Data Dedupe Heats Up with Acquisitions Such as Data Domain and Kadena

By Steve Wexler  |  Posted 2009-11-05 Email Print this article Print
 
 
 
 
 
 
 

EMC is trumpeting five years of 35,000 percent growth for its data dedupe acquisition, Data Domain, but there's still room for smaller companies like CommVault and Arkeia, which just acquired Kadena Systems.

Data dedupe and backup-and-restore software were put under the spotlight recently when EMC outdueled NetApp to buy Data Domain, shelling out $2.1 billion for a company that was generating less than $300 million in annual sales. The good news for EMC is that Deloitte LLP ranked Data Domain as the seventh fastest growing technology company during 2004-08, with revenue growing more than 35,000 percent.

The bad news, says analyst David Hill, principal at Mesabi Group, is that there are a lot of companies out there with data dedupe and backup-and-restore capabilities.

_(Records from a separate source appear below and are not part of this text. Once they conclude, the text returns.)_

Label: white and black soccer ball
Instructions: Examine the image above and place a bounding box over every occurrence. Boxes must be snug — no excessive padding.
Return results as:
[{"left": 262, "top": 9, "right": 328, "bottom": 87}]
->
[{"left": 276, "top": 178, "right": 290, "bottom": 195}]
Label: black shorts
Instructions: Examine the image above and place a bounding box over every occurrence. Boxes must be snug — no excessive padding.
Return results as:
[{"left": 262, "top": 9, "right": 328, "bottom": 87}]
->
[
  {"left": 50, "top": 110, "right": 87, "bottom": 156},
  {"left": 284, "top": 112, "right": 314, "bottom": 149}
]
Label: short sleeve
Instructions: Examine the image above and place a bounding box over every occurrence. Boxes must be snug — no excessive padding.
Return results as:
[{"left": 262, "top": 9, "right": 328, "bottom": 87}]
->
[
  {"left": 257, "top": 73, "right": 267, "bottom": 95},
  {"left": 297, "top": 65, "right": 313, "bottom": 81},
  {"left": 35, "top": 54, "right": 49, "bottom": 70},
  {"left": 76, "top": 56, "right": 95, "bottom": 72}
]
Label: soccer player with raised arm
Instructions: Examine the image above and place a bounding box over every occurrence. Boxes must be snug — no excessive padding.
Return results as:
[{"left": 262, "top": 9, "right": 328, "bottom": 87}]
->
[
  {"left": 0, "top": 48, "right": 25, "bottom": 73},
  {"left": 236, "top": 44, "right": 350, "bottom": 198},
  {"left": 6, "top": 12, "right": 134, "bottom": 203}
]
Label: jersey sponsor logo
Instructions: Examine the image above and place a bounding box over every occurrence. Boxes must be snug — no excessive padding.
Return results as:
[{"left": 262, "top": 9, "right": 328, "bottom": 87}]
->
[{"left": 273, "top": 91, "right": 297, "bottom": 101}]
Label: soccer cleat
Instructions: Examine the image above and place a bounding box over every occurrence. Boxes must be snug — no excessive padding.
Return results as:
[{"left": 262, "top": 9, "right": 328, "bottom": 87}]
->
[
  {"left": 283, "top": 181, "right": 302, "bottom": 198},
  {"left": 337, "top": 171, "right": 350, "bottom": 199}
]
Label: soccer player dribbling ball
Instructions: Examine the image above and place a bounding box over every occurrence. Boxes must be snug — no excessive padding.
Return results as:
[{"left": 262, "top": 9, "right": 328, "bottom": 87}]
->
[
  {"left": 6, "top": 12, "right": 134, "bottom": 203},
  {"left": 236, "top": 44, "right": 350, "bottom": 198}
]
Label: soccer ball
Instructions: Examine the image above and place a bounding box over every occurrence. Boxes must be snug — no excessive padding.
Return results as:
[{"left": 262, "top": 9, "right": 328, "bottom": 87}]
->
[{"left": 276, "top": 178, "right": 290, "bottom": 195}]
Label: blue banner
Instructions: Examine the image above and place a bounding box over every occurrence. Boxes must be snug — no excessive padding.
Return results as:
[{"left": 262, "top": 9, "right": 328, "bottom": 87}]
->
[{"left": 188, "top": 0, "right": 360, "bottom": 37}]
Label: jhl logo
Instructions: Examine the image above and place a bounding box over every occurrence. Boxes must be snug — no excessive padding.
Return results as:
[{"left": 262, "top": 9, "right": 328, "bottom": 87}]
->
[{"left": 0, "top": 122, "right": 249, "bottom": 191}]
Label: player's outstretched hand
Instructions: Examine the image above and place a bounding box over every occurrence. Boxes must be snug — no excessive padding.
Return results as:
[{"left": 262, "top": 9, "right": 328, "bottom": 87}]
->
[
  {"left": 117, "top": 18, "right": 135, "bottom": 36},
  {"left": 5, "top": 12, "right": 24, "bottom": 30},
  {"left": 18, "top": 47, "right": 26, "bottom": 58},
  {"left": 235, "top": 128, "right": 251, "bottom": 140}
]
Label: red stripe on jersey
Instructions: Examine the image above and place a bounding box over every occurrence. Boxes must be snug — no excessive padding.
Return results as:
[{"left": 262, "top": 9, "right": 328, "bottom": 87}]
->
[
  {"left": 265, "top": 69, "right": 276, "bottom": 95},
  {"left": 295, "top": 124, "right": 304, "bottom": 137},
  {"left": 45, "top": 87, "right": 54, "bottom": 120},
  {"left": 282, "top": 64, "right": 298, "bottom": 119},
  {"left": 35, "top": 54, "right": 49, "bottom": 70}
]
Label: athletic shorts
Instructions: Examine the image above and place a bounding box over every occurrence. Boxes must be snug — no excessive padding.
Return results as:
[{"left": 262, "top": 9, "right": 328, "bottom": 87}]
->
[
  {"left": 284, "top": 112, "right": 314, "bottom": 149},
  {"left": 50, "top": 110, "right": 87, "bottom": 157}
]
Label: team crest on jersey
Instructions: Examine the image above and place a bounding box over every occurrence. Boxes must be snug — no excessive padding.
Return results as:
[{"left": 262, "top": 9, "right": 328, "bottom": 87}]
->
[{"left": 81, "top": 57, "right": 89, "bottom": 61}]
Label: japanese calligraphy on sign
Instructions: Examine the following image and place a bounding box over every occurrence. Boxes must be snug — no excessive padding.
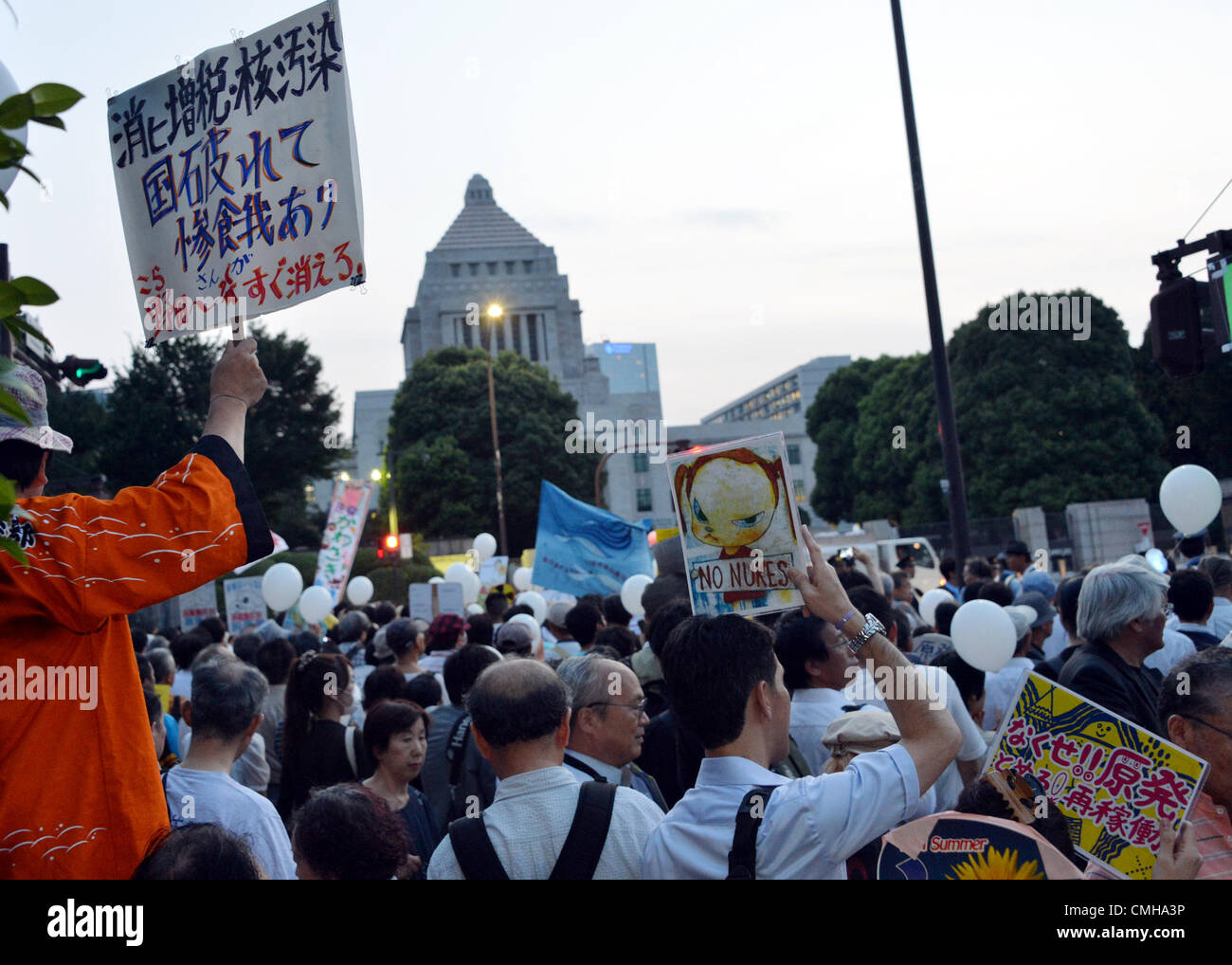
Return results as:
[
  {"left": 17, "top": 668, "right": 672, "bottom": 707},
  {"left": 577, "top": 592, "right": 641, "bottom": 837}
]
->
[
  {"left": 223, "top": 576, "right": 265, "bottom": 633},
  {"left": 107, "top": 0, "right": 365, "bottom": 344},
  {"left": 313, "top": 480, "right": 372, "bottom": 603},
  {"left": 985, "top": 673, "right": 1206, "bottom": 879}
]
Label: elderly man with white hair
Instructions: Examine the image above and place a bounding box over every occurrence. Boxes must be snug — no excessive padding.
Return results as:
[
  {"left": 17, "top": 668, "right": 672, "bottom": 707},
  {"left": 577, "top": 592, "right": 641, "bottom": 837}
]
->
[{"left": 1060, "top": 555, "right": 1168, "bottom": 736}]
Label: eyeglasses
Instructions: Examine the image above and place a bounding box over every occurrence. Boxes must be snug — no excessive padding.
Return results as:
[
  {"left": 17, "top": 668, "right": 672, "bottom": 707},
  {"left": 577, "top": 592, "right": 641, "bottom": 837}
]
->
[
  {"left": 1177, "top": 714, "right": 1232, "bottom": 738},
  {"left": 583, "top": 698, "right": 647, "bottom": 718}
]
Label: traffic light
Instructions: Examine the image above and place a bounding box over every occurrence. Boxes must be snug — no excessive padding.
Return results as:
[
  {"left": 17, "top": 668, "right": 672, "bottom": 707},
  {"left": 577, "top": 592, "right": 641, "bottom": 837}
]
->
[{"left": 61, "top": 355, "right": 107, "bottom": 386}]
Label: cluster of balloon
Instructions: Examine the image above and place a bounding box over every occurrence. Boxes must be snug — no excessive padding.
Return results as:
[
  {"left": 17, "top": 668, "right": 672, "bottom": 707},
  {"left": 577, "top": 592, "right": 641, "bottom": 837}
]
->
[
  {"left": 444, "top": 563, "right": 480, "bottom": 603},
  {"left": 620, "top": 574, "right": 653, "bottom": 616},
  {"left": 262, "top": 563, "right": 304, "bottom": 612},
  {"left": 514, "top": 591, "right": 547, "bottom": 626},
  {"left": 1159, "top": 464, "right": 1223, "bottom": 537},
  {"left": 943, "top": 604, "right": 1018, "bottom": 673}
]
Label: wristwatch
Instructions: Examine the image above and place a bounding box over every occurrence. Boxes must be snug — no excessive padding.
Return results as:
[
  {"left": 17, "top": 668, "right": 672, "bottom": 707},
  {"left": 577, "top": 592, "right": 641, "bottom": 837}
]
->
[{"left": 847, "top": 613, "right": 886, "bottom": 653}]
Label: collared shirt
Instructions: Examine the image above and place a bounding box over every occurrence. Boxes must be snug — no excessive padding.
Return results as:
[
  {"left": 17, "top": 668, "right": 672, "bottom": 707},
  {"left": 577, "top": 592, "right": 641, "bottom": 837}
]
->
[
  {"left": 1142, "top": 628, "right": 1198, "bottom": 675},
  {"left": 985, "top": 657, "right": 1035, "bottom": 731},
  {"left": 427, "top": 767, "right": 670, "bottom": 880},
  {"left": 1083, "top": 793, "right": 1232, "bottom": 882},
  {"left": 791, "top": 686, "right": 853, "bottom": 774},
  {"left": 642, "top": 744, "right": 920, "bottom": 882}
]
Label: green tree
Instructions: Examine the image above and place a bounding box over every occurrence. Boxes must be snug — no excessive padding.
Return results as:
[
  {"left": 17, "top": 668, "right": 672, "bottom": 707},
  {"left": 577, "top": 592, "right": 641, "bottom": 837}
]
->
[
  {"left": 808, "top": 291, "right": 1167, "bottom": 526},
  {"left": 101, "top": 325, "right": 345, "bottom": 546},
  {"left": 390, "top": 348, "right": 599, "bottom": 554},
  {"left": 805, "top": 355, "right": 898, "bottom": 522}
]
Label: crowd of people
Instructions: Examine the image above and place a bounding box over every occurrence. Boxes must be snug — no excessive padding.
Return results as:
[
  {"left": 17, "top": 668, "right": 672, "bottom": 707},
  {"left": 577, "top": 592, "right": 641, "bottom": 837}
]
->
[{"left": 0, "top": 341, "right": 1232, "bottom": 880}]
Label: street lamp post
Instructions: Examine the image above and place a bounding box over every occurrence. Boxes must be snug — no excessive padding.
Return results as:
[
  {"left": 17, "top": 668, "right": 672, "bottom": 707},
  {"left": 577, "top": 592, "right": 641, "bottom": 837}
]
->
[{"left": 478, "top": 302, "right": 509, "bottom": 555}]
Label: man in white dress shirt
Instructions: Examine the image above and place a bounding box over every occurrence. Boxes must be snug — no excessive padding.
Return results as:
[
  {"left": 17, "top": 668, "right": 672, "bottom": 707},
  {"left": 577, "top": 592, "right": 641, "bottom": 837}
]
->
[
  {"left": 555, "top": 656, "right": 668, "bottom": 812},
  {"left": 773, "top": 613, "right": 855, "bottom": 774},
  {"left": 645, "top": 530, "right": 961, "bottom": 880},
  {"left": 427, "top": 660, "right": 662, "bottom": 880}
]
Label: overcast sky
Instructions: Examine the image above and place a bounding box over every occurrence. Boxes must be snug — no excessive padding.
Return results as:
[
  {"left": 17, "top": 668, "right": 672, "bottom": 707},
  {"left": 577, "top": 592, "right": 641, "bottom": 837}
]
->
[{"left": 0, "top": 0, "right": 1232, "bottom": 432}]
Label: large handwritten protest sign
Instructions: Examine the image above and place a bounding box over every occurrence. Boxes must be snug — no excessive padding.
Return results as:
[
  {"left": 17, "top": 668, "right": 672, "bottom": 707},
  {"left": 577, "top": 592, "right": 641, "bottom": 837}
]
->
[
  {"left": 665, "top": 432, "right": 807, "bottom": 616},
  {"left": 223, "top": 576, "right": 265, "bottom": 633},
  {"left": 313, "top": 480, "right": 372, "bottom": 603},
  {"left": 107, "top": 0, "right": 365, "bottom": 344},
  {"left": 985, "top": 673, "right": 1206, "bottom": 879}
]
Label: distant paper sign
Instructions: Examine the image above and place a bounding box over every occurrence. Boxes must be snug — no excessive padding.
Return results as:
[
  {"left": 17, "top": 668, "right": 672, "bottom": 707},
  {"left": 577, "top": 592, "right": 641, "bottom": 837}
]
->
[
  {"left": 409, "top": 583, "right": 465, "bottom": 624},
  {"left": 223, "top": 576, "right": 265, "bottom": 633},
  {"left": 668, "top": 432, "right": 807, "bottom": 616},
  {"left": 878, "top": 810, "right": 1081, "bottom": 882},
  {"left": 313, "top": 480, "right": 372, "bottom": 603},
  {"left": 177, "top": 580, "right": 218, "bottom": 629},
  {"left": 107, "top": 0, "right": 365, "bottom": 344},
  {"left": 985, "top": 673, "right": 1207, "bottom": 879}
]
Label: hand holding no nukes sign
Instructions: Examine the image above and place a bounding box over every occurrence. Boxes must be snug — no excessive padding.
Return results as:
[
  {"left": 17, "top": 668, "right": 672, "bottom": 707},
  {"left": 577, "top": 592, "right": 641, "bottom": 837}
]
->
[{"left": 107, "top": 3, "right": 365, "bottom": 344}]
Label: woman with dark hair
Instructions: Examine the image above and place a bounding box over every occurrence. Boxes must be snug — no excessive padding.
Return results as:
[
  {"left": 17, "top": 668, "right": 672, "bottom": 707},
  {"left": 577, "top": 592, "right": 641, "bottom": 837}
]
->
[
  {"left": 279, "top": 650, "right": 372, "bottom": 821},
  {"left": 291, "top": 784, "right": 407, "bottom": 882},
  {"left": 132, "top": 825, "right": 265, "bottom": 882},
  {"left": 364, "top": 700, "right": 441, "bottom": 880}
]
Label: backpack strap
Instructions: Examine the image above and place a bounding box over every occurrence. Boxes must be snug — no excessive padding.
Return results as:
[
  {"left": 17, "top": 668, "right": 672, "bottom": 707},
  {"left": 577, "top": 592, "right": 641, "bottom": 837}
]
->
[
  {"left": 450, "top": 814, "right": 509, "bottom": 882},
  {"left": 727, "top": 785, "right": 773, "bottom": 882},
  {"left": 549, "top": 780, "right": 616, "bottom": 882}
]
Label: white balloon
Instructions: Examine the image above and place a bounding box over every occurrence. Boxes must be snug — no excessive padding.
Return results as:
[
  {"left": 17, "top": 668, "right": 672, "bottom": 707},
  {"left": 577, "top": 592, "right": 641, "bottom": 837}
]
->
[
  {"left": 620, "top": 574, "right": 654, "bottom": 616},
  {"left": 506, "top": 613, "right": 543, "bottom": 649},
  {"left": 1159, "top": 464, "right": 1223, "bottom": 534},
  {"left": 514, "top": 591, "right": 547, "bottom": 626},
  {"left": 262, "top": 563, "right": 304, "bottom": 612},
  {"left": 299, "top": 587, "right": 334, "bottom": 624},
  {"left": 346, "top": 576, "right": 376, "bottom": 607},
  {"left": 920, "top": 587, "right": 953, "bottom": 626},
  {"left": 471, "top": 533, "right": 497, "bottom": 559},
  {"left": 950, "top": 600, "right": 1018, "bottom": 673},
  {"left": 444, "top": 563, "right": 475, "bottom": 584}
]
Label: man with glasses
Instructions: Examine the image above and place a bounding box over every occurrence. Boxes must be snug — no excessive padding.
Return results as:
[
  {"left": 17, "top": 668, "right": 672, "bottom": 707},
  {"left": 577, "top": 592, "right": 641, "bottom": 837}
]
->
[
  {"left": 557, "top": 657, "right": 668, "bottom": 813},
  {"left": 1060, "top": 555, "right": 1168, "bottom": 736}
]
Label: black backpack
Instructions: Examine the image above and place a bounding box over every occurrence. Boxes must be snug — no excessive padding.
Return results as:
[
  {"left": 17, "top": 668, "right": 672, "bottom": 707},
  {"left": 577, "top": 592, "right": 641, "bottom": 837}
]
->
[{"left": 450, "top": 781, "right": 616, "bottom": 882}]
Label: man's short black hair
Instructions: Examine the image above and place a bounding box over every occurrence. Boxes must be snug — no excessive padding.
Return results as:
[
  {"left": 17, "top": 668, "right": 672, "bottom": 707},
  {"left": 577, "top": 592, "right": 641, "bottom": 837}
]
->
[
  {"left": 441, "top": 644, "right": 500, "bottom": 707},
  {"left": 978, "top": 580, "right": 1014, "bottom": 607},
  {"left": 1168, "top": 570, "right": 1215, "bottom": 624},
  {"left": 604, "top": 592, "right": 633, "bottom": 626},
  {"left": 0, "top": 439, "right": 52, "bottom": 489},
  {"left": 465, "top": 661, "right": 570, "bottom": 747},
  {"left": 773, "top": 612, "right": 830, "bottom": 693},
  {"left": 564, "top": 603, "right": 604, "bottom": 647},
  {"left": 660, "top": 613, "right": 776, "bottom": 751},
  {"left": 1155, "top": 647, "right": 1232, "bottom": 737},
  {"left": 645, "top": 598, "right": 693, "bottom": 657},
  {"left": 465, "top": 613, "right": 492, "bottom": 647}
]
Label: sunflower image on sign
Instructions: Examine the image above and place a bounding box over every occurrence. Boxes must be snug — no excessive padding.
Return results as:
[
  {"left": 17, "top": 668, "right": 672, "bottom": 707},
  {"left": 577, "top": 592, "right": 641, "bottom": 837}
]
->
[{"left": 668, "top": 432, "right": 807, "bottom": 616}]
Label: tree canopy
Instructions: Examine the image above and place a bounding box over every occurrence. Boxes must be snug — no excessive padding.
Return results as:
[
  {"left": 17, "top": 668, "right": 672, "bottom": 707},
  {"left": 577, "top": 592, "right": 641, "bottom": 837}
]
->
[{"left": 390, "top": 346, "right": 600, "bottom": 554}]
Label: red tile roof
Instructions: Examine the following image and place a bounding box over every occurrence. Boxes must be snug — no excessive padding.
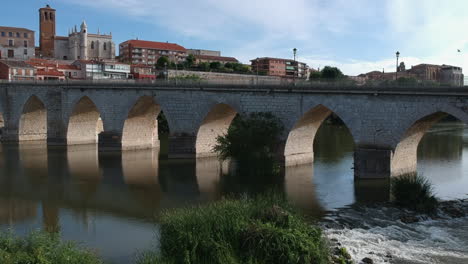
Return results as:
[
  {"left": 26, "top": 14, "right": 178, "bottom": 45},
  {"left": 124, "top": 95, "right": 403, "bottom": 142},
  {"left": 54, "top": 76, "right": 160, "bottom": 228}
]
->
[
  {"left": 36, "top": 70, "right": 65, "bottom": 76},
  {"left": 130, "top": 64, "right": 153, "bottom": 68},
  {"left": 122, "top": 40, "right": 187, "bottom": 52},
  {"left": 195, "top": 55, "right": 239, "bottom": 62},
  {"left": 54, "top": 36, "right": 68, "bottom": 40},
  {"left": 57, "top": 64, "right": 79, "bottom": 70}
]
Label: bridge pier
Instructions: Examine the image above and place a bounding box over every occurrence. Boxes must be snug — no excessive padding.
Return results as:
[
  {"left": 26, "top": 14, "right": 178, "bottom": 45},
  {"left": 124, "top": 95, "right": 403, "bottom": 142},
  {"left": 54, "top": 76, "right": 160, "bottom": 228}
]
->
[
  {"left": 354, "top": 147, "right": 392, "bottom": 179},
  {"left": 168, "top": 133, "right": 197, "bottom": 159},
  {"left": 98, "top": 131, "right": 122, "bottom": 152}
]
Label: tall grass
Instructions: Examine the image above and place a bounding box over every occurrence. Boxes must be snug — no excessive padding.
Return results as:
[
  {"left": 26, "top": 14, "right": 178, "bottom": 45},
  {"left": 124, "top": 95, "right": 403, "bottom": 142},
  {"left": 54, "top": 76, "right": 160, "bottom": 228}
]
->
[
  {"left": 391, "top": 173, "right": 438, "bottom": 214},
  {"left": 138, "top": 195, "right": 328, "bottom": 264},
  {"left": 0, "top": 231, "right": 103, "bottom": 264}
]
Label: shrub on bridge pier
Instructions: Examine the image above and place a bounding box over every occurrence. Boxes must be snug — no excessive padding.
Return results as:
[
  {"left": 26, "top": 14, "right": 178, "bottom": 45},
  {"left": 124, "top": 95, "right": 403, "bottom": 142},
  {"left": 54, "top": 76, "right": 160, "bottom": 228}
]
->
[
  {"left": 213, "top": 112, "right": 284, "bottom": 163},
  {"left": 391, "top": 173, "right": 438, "bottom": 214}
]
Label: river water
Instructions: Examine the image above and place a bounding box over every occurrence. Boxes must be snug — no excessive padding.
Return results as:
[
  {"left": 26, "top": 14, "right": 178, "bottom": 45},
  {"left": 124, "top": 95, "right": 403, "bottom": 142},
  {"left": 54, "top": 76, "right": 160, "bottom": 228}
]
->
[{"left": 0, "top": 121, "right": 468, "bottom": 263}]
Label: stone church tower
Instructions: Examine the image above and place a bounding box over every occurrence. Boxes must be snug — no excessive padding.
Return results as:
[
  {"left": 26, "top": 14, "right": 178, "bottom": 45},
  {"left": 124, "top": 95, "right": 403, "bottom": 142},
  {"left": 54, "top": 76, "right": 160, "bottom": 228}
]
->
[
  {"left": 39, "top": 5, "right": 55, "bottom": 57},
  {"left": 80, "top": 21, "right": 88, "bottom": 59}
]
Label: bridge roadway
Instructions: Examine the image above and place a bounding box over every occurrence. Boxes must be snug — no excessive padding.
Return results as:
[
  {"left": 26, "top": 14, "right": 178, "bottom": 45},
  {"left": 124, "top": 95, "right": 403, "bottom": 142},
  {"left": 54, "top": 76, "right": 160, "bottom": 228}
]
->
[{"left": 0, "top": 82, "right": 468, "bottom": 178}]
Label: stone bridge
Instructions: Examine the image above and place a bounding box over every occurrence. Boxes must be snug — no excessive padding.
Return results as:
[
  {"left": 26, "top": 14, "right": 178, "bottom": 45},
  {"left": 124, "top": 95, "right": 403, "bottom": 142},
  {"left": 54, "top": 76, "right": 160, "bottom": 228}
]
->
[{"left": 0, "top": 83, "right": 468, "bottom": 178}]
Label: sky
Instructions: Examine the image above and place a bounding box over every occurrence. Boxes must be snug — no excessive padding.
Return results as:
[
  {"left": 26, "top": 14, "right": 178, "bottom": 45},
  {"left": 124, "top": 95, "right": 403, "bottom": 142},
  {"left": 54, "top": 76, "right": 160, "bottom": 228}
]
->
[{"left": 0, "top": 0, "right": 468, "bottom": 75}]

He sees these features as a must-have, not necessarily a differentiator.

He says CA, EMC, Hewlett-Packard, IBM and Symantec all have well-recognized, well-respected and well-accepted products in the backup/recovery software space, and there are a host of smaller vendors like Acronis, Atempo, BakBone and Zmanda. Two companies that stand out to him are CommVault and Arkeia Software, he said.

CommVault has made itself into a Tier 1 vendor, with $66.7 million in revenues for its latest quarter, said Hill. This is not just a game for the big vendors, and Hill points to Arkeia as another company with significant potential.

On Tuesday it acquired Kadena Systems, the developer of a "block-grain, content-aware, sliding-window data deduplication technology." Arkeia plans to integrate Kadena's deduplication technology to deliver source-side data deduplication in Arkeia Network Backup, which will accelerate backups and reduce network congestion and is suited for virtualized environments that have heavily duplicated data.

Business continuity is the main driver behind this market, says Hill. If there is ever a problem, you have to be able to restore the data, he says. Ever since Sarbanes-Oxley and the threat of legal repercussions, risk avoidance has been critical, and it's not just for big companies, he says.

"Going to jail may be a concern for large organizations, but for smaller businesses, if you lose your data, you're out of business."

Virtualization is another driver, and one that favors Arkeia, he says. Bandwidth restrictions and backup times are critical.

He says in a network backup scenario where data is backed up over a LAN or WAN, reducing the time required for backup can be considerably improved with data deduplication, especially if it occurs at the source, where the data to be backed up resides, rather than at the target, where the backup copies are destined. Focusing on the source, like Arkeia, means only unique data segments get sent to the target, reducing the overall volume of data transmitted and thus speeding the backup process.

"Companies like Arkeia should get a pat on the back for what they're doing, but that doesn't put them in the big leagues," says Hill. However, while the large companies like EMC have size and scope, smaller companies like CommVault and Arkeia can have greater speed and agility.

Most of these companies don't grow up to be big, but there are exceptions, he said. "If they have correctly identified a market trend that others haven't been able to address and they are well-positioned and think clearly, they can be very successful."